Model Enhancement for Hybrid Quantum-classical Neural Networks in the Qiskit Textbook

cyx617 commented 4 years ago

What is the expected enhancement?

The chapter 4.1.5 of the Qiskit textbook (https://qiskit.org/textbook/ch-machine-learning/machine-learning-qiskit-pytorch.html) shows a very intriguing example of hybrid quantum-classical neural networks with PyTorch and Qiskit and it demonstrates the ability of integrating Qiskit and PyTorch in the field of quantum machine learning. But some details of the code might need to be reconsidered. For example, when creating the hybrid neural network, we use the code below

class Net(nn.Module):
    def __init__(self):
        super(Net, self).__init__()
        self.conv1 = nn.Conv2d(1, 32, kernel_size=5)
        self.conv2 = nn.Conv2d(32, 64, kernel_size=5)
        self.dropout = nn.Dropout2d()
        self.fc1 = nn.Linear(256, 64)
        self.fc2 = nn.Linear(64, 1)
        self.hybrid = Hybrid(qiskit.Aer.get_backend('qasm_simulator'), 100, np.pi / 2)

    def forward(self, x):
        x = F.relu(self.conv1(x))
        x = F.relu(self.conv2(x))
        x = F.max_pool2d(x, 2)
        x = self.dropout(x)
        x = x.view(-1, 256)
        x = F.relu(self.fc1(x))
        x = self.fc2(x)
        x = self.hybrid(x)
        return torch.cat((x, 1 - x), -1)

If you print out the shape of the torch tensor in each layer of the neural network, you would see that after the code x = x.view(-1, 256) the dimensions of the input tensors for fc1 and fc2 layer would be (25,256) and (25,64) respectively. In PyTorch, the input for the fc layer (i.e. linear layer) should be represented as the tensor [batch_size, in_features] (as describe in https://pytorch.org/docs/stable/generated/torch.nn.Linear.html#torch.nn.Linear). So the input tensor (25,256) for fc1 layer means we have a batch size of 25, but we actually set the batch size as 1 in both train_loader and test_loader. This is a bit confusing. Furthermore, as the fc layer in PyTorch applies the linear transformation only onto the last dimension (i.e. in_features) of the input tensor, the output of the fc2 layer would be of size (25,1). This tensor is then fed into Hybrid module and finally goes to the HybridFunction which defines the forward pass computation and backward pass computation.

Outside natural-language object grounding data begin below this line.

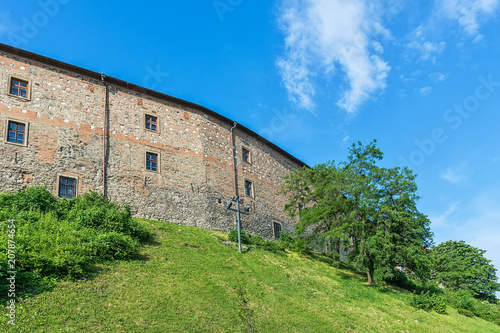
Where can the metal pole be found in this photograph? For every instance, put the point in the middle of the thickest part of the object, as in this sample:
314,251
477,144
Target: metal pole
239,221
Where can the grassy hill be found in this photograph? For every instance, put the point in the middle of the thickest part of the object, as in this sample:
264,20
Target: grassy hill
193,280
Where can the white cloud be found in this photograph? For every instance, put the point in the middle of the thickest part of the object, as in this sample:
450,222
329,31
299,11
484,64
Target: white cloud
468,13
427,50
425,91
324,34
454,175
442,219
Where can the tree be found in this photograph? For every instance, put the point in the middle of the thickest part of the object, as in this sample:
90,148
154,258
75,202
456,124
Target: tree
459,266
367,210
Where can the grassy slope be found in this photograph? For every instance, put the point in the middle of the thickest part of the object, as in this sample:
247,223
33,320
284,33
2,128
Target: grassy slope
190,280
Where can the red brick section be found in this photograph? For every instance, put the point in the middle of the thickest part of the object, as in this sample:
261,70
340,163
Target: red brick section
65,115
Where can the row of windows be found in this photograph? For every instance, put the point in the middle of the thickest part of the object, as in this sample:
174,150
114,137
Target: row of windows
20,88
67,188
16,133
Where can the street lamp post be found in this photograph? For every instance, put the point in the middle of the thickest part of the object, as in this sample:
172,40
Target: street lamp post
246,211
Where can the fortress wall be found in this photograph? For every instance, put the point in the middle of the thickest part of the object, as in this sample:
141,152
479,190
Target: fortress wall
65,114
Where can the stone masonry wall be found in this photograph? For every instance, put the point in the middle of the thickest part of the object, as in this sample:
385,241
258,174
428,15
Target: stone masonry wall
65,115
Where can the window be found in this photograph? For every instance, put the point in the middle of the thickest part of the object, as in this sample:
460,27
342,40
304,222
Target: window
67,187
18,87
277,229
16,132
152,161
246,155
248,188
151,123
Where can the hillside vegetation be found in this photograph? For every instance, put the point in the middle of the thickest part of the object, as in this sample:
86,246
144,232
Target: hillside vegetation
186,279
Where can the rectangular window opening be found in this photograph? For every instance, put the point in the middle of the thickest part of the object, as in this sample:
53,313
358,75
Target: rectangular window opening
16,132
151,161
67,187
19,87
246,155
151,123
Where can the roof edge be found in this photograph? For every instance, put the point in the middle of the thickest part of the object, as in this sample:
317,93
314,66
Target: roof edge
154,93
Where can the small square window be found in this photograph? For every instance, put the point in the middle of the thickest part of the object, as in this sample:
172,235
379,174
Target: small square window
151,123
19,88
248,188
246,155
277,229
67,187
152,162
16,132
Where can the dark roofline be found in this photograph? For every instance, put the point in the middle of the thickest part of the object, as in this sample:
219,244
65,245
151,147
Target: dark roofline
157,94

class HybridFunction(Function):
    """ Hybrid quantum - classical function definition """

    @staticmethod
    def forward(ctx, input, quantum_circuit, shift):
        """ Forward pass computation """
        ctx.shift = shift
        ctx.quantum_circuit = quantum_circuit

        expectation_z = ctx.quantum_circuit.run(input[0].tolist())
        result = torch.tensor([expectation_z])
        ctx.save_for_backward(input, result)

        return result

    @staticmethod
    def backward(ctx, grad_output):
        """ Backward pass computation """
        input, expectation_z = ctx.saved_tensors
        input_list = np.array(input.tolist())

        shift_right = input_list + np.ones(input_list.shape) * ctx.shift
        shift_left = input_list - np.ones(input_list.shape) * ctx.shift

        gradients = []
        for i in range(len(input_list)):
            expectation_right = ctx.quantum_circuit.run(shift_right[i])
            expectation_left  = ctx.quantum_circuit.run(shift_left[i])

            gradient = torch.tensor([expectation_right]) - torch.tensor([expectation_left])
            gradients.append(gradient)
        gradients = np.array([gradients]).T
        return torch.tensor([gradients]).float() * grad_output.float(), None, None

class Hybrid(nn.Module):
    """ Hybrid quantum - classical layer definition """

    def __init__(self, backend, shots, shift):
        super(Hybrid, self).__init__()
        self.quantum_circuit = QuantumCircuit(1, backend, shots)
        self.shift = shift

    def forward(self, input):
        return HybridFunction.apply(input, self.quantum_circuit, self.shift)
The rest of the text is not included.